Plus on intervient tôt, moins lourde sera l'intervention médicale. Une grossesse extra-utérine précoce pourra être traitée avec une chimiothérapie (le méthotrexate), antiacide folique. «L'acide folique sert à construire la charpente cellulaire. Si on l'élimine, les cellules ne peuvent plus se multiplier et la grossesse se résorbe», dit la Dre Girard.

Si la grossesse est avancée ou qu'il y a rupture et hémorragie, il faudra opérer. On optera pour la salpingotomie (incision dans la trompe et retrait de la grossesse). Si la trompe est trop endommagée, on procédera plutôt à une salpingectomie (ablation de la trompe). Dans le cas d'un ovaire, on parle d'une ovariectomie. Si l'hémorragie est trop importante et que la patiente est dans un état critique, le chirurgien pratiquera une laparotomie, soit une ouverture de l'abdomen.

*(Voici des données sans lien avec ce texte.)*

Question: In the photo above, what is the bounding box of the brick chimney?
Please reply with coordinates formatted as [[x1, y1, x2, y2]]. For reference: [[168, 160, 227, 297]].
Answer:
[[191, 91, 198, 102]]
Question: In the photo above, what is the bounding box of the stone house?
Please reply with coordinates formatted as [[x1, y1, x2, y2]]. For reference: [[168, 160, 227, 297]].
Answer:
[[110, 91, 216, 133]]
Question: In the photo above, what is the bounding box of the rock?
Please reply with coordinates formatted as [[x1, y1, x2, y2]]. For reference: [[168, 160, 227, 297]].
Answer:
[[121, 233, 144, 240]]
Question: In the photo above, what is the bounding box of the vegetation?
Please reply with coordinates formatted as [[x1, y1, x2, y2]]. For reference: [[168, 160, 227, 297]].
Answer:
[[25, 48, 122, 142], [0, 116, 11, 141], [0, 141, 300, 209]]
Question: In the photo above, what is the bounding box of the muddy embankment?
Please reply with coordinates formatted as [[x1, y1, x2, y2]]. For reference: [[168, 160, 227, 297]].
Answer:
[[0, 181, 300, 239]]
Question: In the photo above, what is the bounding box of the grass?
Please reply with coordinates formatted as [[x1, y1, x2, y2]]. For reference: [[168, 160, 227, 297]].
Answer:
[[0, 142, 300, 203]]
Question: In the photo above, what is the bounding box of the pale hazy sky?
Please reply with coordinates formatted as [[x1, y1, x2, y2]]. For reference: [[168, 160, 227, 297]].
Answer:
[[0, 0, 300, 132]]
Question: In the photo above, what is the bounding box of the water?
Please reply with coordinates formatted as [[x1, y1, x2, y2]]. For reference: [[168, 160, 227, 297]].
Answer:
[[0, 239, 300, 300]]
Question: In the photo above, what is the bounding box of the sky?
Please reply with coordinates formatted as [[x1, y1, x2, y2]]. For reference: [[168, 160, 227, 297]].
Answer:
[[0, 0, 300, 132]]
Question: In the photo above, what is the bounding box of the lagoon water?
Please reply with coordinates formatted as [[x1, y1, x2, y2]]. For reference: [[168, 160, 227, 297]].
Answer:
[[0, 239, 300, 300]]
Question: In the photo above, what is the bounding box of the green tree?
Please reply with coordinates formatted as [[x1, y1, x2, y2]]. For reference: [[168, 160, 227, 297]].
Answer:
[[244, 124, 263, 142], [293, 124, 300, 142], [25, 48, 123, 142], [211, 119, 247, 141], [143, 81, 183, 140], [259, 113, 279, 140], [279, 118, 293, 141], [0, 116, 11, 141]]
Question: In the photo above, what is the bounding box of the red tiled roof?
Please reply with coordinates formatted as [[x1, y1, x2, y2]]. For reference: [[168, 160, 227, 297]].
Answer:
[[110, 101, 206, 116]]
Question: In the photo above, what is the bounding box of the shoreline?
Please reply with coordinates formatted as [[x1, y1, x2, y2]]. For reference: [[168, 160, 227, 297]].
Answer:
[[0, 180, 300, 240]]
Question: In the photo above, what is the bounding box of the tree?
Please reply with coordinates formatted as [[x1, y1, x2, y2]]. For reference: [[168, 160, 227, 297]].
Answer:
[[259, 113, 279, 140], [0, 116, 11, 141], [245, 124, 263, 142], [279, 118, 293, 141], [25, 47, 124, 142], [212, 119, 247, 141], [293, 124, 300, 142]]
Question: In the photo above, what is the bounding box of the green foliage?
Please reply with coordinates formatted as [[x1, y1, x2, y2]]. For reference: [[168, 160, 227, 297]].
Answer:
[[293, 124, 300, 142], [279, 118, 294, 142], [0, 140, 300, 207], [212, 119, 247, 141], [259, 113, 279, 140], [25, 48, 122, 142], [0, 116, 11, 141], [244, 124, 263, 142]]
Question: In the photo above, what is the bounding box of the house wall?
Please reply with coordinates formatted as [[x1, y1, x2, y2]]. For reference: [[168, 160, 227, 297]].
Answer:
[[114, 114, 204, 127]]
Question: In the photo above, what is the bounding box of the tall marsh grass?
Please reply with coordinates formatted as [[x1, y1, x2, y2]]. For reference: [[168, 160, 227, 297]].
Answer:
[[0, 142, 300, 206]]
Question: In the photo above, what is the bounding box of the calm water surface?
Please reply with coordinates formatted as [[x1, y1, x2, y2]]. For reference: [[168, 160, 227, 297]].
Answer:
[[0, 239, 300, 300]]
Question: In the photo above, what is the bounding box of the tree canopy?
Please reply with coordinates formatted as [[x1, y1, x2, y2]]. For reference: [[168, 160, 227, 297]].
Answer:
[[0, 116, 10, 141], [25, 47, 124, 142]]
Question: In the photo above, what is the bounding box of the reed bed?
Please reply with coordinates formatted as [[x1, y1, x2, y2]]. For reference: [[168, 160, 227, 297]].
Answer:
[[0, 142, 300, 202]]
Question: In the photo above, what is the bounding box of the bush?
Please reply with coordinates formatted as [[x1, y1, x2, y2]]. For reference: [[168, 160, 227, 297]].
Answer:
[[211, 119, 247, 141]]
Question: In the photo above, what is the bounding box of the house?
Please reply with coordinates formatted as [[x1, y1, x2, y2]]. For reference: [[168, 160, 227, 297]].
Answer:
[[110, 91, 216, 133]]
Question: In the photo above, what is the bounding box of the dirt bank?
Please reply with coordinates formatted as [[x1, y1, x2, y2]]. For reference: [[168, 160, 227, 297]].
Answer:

«Dans 10% des cas où la trompe est conservée, il y aura persistance des cellules qui recommenceront à se multiplier», explique Isabelle Girard. Une nouvelle chimiothérapie ou une intervention sera alors nécessaire. La patiente, sous suivi, doit donc rester aux aguets et consulter au moindre symptôme.

Une nouvelle grossesse

Même avec une trompe en moins, la fertilité n'est aucunement compromise, à condition que la trompe restante soit en santé. Une seule trompe ou un seul ovaire suffisent pour concevoir. Selon une étude parue dans Human Reproduction, 7 femmes sur 10 réussissent à tomber enceintes après une grossesse extra-utérine, peu importe le traitement. «La trompe est mobile et peut aller chercher un ovule d'un côté comme de l'autre. Le niveau de fertilité demeure le même, souligne l'obstétricienne-gynécologue Isabelle Girard. Si la trompe endommagée est maintenue, la cicatrice peut faire en sorte qu'elle soit plus collante. Il faut essayer pour le savoir.» Par ailleurs, au moment du retrait d'un ovaire, l'autre prend la relève tous les mois. C'est une erreur de croire que les ovaires fonctionnent en alternance, un mois sur deux. Les ovules sont plutôt expulsés de façon aléatoire.

Cela dit, on suggère d'attendre deux ou trois cycles avant la reprise des «essais bébé». «Si on a déjà fait une grossesse ectopique, les risques sont plus élevés à la grossesse suivante», souligne la spécialiste. On parle de récidive dans au moins 10% des cas. «Dès que l'on se sait enceinte, on doit prendre contact avec son médecin rapidement. Avec les prises de sang et l'échographie précoce, on s'assurera que l'embryon se trouve bel et bien dans l'utérus.»